I absolutely agree that NASCAR is overregulating this sport....and that hasn't helped smaller teams, it's run them out of business.
the COT -- safety, yes, but a big aim of those rules is for NASCAR to have more control over everything. NASCAR is all about control (maybe that's why I'm always in their doghouse LOL). TV is, well, i like the people doing it, and they're trying, but really there is something misssing there -- nascar racing somehow seems to have lost its soul....or maybe just sold it to the devil.....the question now is how do we get it back?


What does Montoya have to complain about regarding the points system or the Chase? He has not won a race all year and he is third in the points. Give me a winner like JJ (or Kyle Busch) any day over a points racer.

yes! montoya was upfront

yes! montoya was upfront about points racing to make the chase.....that's why i want to see big bonuses for winning races and leading laps. I want nascar to give a driver the opportunity to hit a home run. and what has happened to kyle busch? has he just given up on cup?

For all you "long time" NASCAR fans...

Talk to the guy on the 00's team that got belted by the 14 earlier this year at less than 10 mph. and then mention that pit-road speeding penalties aren't at least SOMEWHAT justified. I'm pretty sure your gun-slingin' attitude would change when a crew member's remains get picked off someone's splitter under a red flag...

Aside from that, yeah JJ's killing the suspense. Yeah, Hendrick essentially owns NASCAR (both with on-track performance and with skirting rules), but for the love of all that is good and pure do NOT tell me that the racing was better way-back-when as opposed to today. You must have been watching highlight reels back in the 70's and 80's because having only two or three cars on the same lap, battling it out by FULL seconds on the track most of the time does NOT sound like a great race to me. I was one of the few in the stands at ACS yesterday and was actually entertained by most of the race, even with all of the shortcomings that this track (and the SoCal fanbase has in the eyes of the Southern Elitists) may have.

Yes, Daytona Corporate and Concord do need to look at adjusting some of the COT's design to make for better racing (EFI, smaller engines, larger tires, etc). But stop pining for the Good Ol' Days and whatever backwoods-distilled memory you may have about the sport, because for all that it is, today's NASCAR is just about the same as before. I mean, wasn't there another tall, lanky, polite fellow with a million-dollar smile and corporate sensibility in a blue-ish car puttin' a spanking on the competition, amidst the howls of "cheatin'" by the his fellow competitors back in the day?

my point -- if a driver hits

my point -- if a driver hits somebody on pit road, he gets penalized. if nascar thinks a crewman is going to jump out in front of a car and do the place-kicker falldown routine, well, sorry, dont buy that.
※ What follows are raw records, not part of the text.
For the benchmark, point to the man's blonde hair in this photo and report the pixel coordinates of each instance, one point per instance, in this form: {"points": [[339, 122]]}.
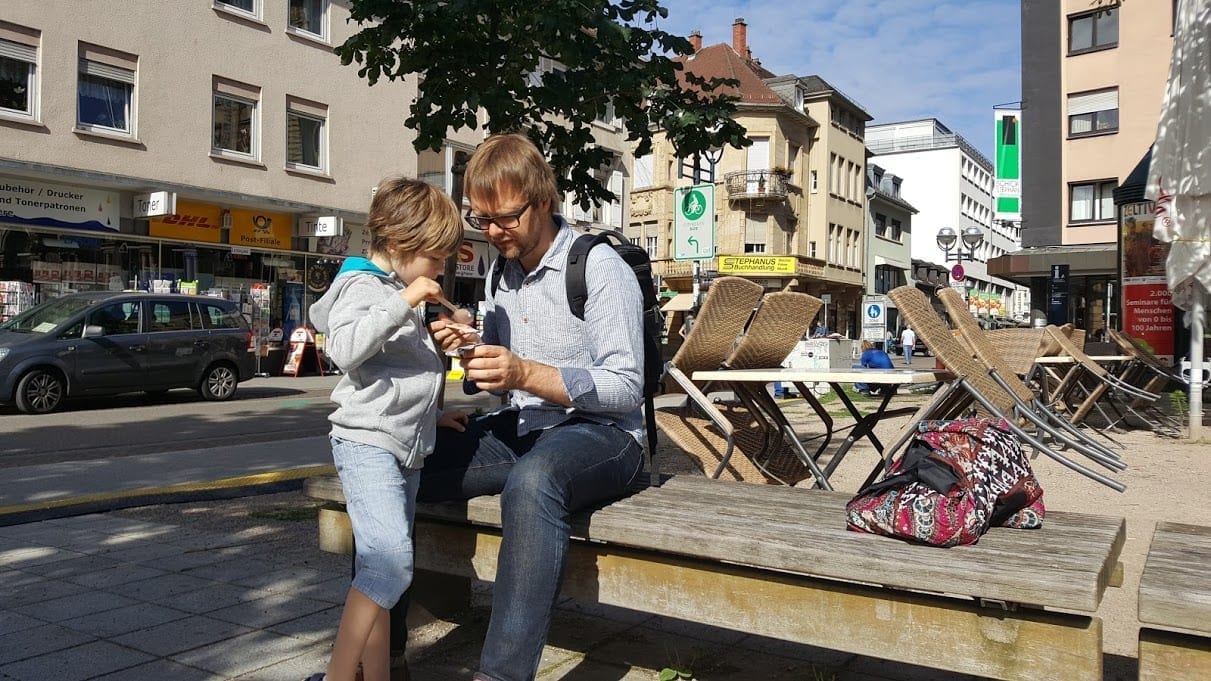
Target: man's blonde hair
{"points": [[510, 161], [413, 216]]}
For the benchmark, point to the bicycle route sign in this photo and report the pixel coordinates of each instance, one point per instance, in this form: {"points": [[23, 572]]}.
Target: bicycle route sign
{"points": [[694, 223]]}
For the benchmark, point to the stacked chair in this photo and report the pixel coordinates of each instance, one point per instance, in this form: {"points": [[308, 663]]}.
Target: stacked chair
{"points": [[747, 441], [975, 388]]}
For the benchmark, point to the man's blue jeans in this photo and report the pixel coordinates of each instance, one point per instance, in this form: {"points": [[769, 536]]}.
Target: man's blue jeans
{"points": [[541, 478]]}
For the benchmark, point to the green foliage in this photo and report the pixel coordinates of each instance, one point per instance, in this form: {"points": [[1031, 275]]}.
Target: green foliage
{"points": [[477, 56]]}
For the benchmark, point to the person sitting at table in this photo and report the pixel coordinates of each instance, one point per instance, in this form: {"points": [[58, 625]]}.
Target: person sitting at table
{"points": [[872, 358]]}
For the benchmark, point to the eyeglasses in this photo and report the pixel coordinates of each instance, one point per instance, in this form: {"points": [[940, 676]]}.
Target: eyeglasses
{"points": [[504, 222]]}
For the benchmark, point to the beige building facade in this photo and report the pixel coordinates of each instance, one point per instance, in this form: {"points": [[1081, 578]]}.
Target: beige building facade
{"points": [[788, 209]]}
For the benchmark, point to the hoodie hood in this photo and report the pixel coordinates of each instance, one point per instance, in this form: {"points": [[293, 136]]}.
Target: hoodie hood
{"points": [[354, 265]]}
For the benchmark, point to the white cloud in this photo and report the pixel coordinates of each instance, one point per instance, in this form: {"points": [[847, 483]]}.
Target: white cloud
{"points": [[900, 59]]}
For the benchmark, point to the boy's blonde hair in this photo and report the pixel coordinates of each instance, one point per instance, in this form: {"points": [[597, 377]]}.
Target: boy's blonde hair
{"points": [[510, 161], [414, 216]]}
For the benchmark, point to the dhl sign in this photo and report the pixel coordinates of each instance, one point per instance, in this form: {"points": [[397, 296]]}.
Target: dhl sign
{"points": [[191, 222]]}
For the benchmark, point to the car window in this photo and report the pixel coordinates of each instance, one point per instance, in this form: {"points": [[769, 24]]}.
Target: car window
{"points": [[47, 316], [217, 316], [171, 315], [116, 318]]}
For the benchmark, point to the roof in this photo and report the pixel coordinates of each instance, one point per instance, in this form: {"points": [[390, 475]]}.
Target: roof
{"points": [[721, 61]]}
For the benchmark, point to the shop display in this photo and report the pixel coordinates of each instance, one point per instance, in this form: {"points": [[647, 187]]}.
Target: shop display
{"points": [[15, 298]]}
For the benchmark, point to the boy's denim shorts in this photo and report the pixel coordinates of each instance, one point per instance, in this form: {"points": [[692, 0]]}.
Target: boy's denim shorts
{"points": [[380, 497]]}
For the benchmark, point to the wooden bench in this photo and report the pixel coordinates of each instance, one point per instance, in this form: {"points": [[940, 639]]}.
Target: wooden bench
{"points": [[778, 561], [1175, 595]]}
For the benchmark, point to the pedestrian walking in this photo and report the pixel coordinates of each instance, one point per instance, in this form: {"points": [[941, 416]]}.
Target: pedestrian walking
{"points": [[907, 339]]}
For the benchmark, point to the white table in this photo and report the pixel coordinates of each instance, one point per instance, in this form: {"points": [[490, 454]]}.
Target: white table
{"points": [[864, 425]]}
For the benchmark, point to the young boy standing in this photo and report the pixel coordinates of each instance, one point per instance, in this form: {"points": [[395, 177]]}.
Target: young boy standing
{"points": [[386, 416]]}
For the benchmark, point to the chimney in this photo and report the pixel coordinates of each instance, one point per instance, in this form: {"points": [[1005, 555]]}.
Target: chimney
{"points": [[740, 38]]}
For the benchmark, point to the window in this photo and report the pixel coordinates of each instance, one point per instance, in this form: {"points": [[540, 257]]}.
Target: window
{"points": [[1094, 30], [1092, 113], [18, 72], [105, 89], [214, 316], [171, 315], [116, 318], [309, 16], [1091, 201], [235, 120], [247, 6], [305, 135], [643, 172]]}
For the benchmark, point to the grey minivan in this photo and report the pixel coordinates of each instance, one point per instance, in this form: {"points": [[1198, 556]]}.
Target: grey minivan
{"points": [[104, 342]]}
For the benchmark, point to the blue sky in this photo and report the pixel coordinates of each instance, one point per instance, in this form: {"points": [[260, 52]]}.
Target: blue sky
{"points": [[900, 59]]}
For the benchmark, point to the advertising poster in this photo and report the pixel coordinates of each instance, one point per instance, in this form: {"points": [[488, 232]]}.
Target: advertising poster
{"points": [[1147, 302], [260, 229], [191, 222], [41, 204]]}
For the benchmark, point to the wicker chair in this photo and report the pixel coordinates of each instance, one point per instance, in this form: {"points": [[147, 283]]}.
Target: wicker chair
{"points": [[710, 436], [1105, 388], [695, 424], [993, 356], [973, 387]]}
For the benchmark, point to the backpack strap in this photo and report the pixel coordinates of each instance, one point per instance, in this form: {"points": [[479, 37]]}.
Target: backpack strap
{"points": [[574, 279]]}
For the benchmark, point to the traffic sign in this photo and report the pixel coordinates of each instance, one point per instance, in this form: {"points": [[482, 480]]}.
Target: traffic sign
{"points": [[694, 222]]}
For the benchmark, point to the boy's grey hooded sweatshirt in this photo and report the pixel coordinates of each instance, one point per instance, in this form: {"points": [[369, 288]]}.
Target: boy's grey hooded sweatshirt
{"points": [[392, 370]]}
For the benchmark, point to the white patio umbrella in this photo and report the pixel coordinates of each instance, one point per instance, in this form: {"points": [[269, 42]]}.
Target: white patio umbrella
{"points": [[1180, 181]]}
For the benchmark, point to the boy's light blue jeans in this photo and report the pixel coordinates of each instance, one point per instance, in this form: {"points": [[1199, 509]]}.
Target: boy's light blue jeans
{"points": [[541, 479], [380, 498]]}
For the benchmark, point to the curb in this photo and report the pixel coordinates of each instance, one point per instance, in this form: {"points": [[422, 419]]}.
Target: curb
{"points": [[225, 488]]}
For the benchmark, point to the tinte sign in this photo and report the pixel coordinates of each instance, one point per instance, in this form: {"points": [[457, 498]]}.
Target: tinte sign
{"points": [[190, 222], [260, 229]]}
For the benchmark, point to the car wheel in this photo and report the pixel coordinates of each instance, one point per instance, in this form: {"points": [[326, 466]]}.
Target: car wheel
{"points": [[218, 382], [40, 391]]}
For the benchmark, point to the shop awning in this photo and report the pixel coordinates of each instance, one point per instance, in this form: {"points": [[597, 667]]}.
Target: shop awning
{"points": [[678, 303]]}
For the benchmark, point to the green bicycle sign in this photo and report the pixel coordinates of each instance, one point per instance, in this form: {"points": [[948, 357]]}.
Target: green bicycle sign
{"points": [[694, 222]]}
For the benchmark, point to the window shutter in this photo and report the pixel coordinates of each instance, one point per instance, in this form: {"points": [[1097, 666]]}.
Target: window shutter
{"points": [[18, 51], [1092, 102]]}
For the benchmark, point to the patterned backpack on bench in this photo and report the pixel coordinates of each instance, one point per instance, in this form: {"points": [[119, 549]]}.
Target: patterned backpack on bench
{"points": [[957, 479]]}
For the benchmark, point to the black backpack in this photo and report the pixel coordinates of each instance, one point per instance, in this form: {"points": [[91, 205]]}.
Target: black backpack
{"points": [[653, 319]]}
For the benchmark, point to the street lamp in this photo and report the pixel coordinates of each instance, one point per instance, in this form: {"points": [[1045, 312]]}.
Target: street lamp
{"points": [[947, 239]]}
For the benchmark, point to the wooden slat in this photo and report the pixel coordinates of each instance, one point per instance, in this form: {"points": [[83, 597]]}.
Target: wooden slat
{"points": [[1165, 656], [856, 618], [1066, 565], [1175, 588]]}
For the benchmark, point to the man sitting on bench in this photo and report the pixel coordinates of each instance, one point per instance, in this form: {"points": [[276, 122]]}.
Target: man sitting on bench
{"points": [[570, 436]]}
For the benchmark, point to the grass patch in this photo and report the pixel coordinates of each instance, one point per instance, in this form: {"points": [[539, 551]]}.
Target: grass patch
{"points": [[287, 514]]}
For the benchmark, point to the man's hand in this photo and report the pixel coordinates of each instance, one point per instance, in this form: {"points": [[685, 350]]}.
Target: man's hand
{"points": [[494, 367], [451, 333], [454, 419]]}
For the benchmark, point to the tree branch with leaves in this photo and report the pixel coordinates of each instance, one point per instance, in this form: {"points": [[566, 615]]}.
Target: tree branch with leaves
{"points": [[475, 56]]}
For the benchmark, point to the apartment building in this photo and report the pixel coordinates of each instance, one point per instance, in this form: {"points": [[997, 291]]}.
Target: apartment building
{"points": [[950, 182], [888, 239], [208, 146], [790, 209], [1092, 83]]}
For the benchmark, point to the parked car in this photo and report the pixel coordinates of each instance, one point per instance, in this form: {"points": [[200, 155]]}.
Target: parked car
{"points": [[103, 343]]}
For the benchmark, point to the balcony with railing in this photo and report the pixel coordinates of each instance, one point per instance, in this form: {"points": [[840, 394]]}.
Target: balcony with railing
{"points": [[759, 184]]}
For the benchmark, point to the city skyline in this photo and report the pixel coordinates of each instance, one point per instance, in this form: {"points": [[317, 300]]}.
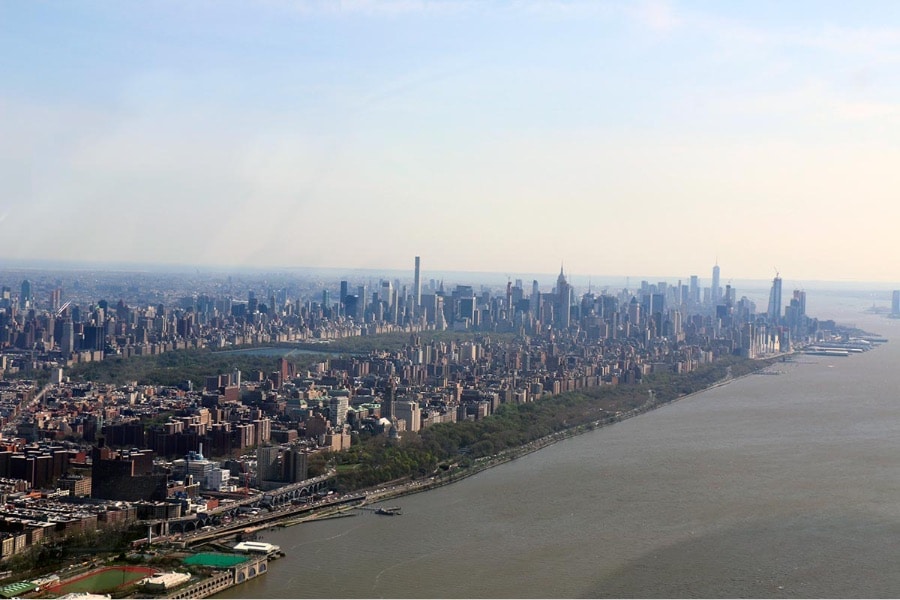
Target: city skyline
{"points": [[625, 139]]}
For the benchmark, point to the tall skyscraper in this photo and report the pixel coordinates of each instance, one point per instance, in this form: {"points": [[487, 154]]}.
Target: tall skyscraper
{"points": [[775, 300], [715, 291], [563, 301], [25, 296], [417, 289]]}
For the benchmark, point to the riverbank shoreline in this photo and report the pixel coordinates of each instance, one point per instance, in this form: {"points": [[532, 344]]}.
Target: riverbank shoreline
{"points": [[401, 488]]}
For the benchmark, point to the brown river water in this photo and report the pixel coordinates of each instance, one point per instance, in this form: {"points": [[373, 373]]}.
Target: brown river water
{"points": [[770, 486]]}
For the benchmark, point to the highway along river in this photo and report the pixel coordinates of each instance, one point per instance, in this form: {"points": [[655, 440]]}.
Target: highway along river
{"points": [[785, 485]]}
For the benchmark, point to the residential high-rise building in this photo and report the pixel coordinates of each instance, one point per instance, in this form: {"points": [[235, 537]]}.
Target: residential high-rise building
{"points": [[417, 289], [715, 291], [25, 296], [775, 301], [563, 301]]}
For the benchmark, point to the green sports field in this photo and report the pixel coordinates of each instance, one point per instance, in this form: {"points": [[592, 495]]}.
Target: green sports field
{"points": [[102, 580]]}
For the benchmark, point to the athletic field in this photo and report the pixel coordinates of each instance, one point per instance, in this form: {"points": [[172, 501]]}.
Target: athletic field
{"points": [[102, 580]]}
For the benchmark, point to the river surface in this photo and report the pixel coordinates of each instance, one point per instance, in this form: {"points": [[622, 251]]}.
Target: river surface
{"points": [[770, 486]]}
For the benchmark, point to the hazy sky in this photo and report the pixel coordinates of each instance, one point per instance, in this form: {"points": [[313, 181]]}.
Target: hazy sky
{"points": [[619, 138]]}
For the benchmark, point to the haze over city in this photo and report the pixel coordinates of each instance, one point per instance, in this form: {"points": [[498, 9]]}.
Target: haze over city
{"points": [[619, 138]]}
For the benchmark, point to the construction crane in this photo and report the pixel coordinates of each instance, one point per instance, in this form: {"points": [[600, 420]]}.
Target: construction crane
{"points": [[63, 308]]}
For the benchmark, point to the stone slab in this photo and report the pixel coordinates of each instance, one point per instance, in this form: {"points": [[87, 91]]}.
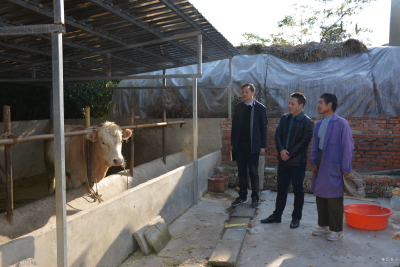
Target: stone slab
{"points": [[226, 253], [141, 239], [237, 234], [156, 238], [237, 220], [162, 226], [25, 263], [244, 210]]}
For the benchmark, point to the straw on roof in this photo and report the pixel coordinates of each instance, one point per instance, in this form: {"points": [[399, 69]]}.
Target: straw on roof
{"points": [[310, 52]]}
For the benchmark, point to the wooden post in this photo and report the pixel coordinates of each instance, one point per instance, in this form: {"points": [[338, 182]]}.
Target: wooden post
{"points": [[132, 143], [8, 164], [164, 143], [89, 169]]}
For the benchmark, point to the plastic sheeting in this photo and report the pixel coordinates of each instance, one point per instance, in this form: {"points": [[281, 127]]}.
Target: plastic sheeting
{"points": [[366, 85]]}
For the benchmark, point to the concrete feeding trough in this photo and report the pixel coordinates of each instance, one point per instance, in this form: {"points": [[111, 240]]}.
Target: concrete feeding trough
{"points": [[102, 234]]}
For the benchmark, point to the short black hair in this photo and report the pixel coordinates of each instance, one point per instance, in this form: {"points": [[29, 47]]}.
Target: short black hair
{"points": [[301, 99], [250, 86], [330, 98]]}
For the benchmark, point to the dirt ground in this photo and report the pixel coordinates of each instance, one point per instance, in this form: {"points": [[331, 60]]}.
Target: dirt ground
{"points": [[198, 230], [25, 190]]}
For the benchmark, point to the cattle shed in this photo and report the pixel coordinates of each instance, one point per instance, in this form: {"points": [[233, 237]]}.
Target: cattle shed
{"points": [[60, 42]]}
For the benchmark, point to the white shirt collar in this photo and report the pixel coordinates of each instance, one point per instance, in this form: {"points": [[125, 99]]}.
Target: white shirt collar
{"points": [[251, 104]]}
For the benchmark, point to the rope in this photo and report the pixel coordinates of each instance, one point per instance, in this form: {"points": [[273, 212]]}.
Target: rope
{"points": [[93, 194], [10, 136]]}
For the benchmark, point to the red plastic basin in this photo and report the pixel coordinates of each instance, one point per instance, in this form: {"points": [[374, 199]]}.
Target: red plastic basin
{"points": [[367, 216]]}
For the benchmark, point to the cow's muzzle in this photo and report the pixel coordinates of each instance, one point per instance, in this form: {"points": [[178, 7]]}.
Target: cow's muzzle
{"points": [[118, 162]]}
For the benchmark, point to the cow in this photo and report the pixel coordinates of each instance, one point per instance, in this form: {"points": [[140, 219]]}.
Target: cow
{"points": [[105, 151]]}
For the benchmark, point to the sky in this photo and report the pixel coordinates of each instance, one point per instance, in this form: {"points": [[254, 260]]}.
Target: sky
{"points": [[232, 18]]}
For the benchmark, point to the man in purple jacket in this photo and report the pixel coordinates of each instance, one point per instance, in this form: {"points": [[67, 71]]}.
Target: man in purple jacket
{"points": [[331, 157]]}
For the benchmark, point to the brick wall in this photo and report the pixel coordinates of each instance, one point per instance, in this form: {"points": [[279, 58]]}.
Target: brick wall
{"points": [[376, 185], [376, 143], [376, 147]]}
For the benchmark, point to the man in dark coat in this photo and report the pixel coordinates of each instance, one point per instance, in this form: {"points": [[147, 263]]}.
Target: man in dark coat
{"points": [[292, 139], [248, 141]]}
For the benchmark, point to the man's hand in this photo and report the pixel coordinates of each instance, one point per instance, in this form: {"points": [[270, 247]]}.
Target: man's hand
{"points": [[345, 173], [315, 170], [285, 155]]}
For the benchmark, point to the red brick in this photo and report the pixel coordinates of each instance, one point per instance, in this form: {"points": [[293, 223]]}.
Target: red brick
{"points": [[383, 179]]}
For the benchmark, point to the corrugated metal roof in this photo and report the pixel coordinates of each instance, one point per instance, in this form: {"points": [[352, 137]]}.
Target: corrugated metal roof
{"points": [[96, 25]]}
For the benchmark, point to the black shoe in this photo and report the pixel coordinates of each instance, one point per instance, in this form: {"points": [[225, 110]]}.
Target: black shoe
{"points": [[295, 223], [239, 201], [271, 219], [254, 203]]}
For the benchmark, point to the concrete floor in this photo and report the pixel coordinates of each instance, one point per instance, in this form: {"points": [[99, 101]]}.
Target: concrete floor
{"points": [[198, 230]]}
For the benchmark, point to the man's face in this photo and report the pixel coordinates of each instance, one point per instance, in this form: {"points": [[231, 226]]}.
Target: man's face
{"points": [[294, 106], [323, 107], [247, 94]]}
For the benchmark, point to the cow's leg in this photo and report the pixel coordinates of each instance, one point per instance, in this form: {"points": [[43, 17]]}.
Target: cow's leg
{"points": [[77, 180], [51, 184]]}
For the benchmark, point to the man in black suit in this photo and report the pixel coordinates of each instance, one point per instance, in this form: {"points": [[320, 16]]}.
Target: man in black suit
{"points": [[248, 141], [292, 138]]}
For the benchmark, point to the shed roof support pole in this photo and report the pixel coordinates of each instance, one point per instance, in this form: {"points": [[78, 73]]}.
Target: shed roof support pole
{"points": [[195, 145], [59, 145], [195, 126], [230, 87]]}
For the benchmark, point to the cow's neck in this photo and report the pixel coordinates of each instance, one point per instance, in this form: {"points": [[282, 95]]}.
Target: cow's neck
{"points": [[99, 166]]}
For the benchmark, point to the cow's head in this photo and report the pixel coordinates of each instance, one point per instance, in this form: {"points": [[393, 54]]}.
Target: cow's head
{"points": [[108, 142]]}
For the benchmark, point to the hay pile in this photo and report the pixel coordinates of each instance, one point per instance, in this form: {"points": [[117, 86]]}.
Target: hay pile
{"points": [[310, 52]]}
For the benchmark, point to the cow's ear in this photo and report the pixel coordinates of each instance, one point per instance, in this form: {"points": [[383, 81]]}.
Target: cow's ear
{"points": [[126, 134], [92, 137]]}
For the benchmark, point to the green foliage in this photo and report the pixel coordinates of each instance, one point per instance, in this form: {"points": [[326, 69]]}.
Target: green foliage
{"points": [[98, 100], [328, 23], [29, 102], [26, 102], [252, 38]]}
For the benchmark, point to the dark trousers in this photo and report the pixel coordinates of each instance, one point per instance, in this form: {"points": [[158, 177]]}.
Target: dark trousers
{"points": [[245, 158], [287, 174], [330, 210]]}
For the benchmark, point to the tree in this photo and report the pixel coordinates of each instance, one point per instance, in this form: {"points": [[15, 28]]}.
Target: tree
{"points": [[98, 100], [329, 23]]}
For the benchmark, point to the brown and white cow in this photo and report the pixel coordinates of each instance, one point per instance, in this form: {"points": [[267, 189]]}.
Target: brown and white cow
{"points": [[105, 152]]}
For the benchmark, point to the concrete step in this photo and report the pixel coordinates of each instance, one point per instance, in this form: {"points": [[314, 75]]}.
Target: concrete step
{"points": [[227, 251], [244, 211]]}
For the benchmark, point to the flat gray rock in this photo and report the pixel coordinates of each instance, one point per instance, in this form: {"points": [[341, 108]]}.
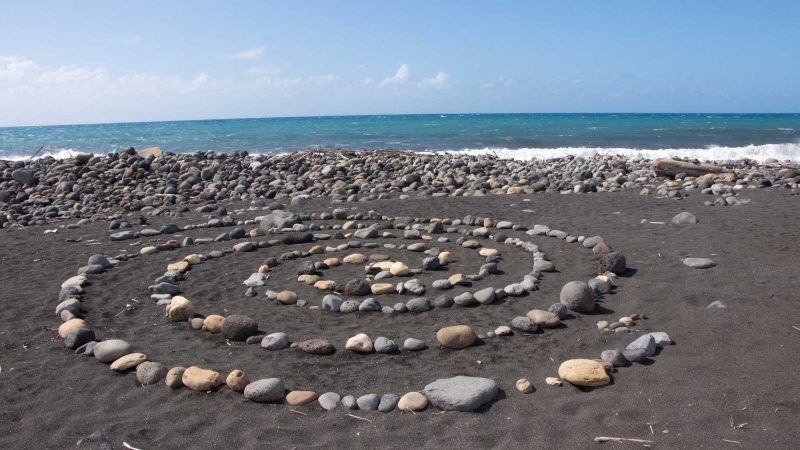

YOU jump out in front of tony stewart.....
i was at talladega when don miller, catch can man for penske, lost his leg when hit on pit road.....
penalizing a driver for 'speeding,' but not penalizing a driver for breaking a crewman's foot is absurd.
Re: the good old days -- actually what we forget is, yes, there were only a handful of teams that ran well enough to win, but there were so many more ways to make mistakes -- blown engines were much more common, for example, and bias-ply tires were notoriously flaky, which means a 'bad set' of tires could turn a race around. those things don't really happen any more.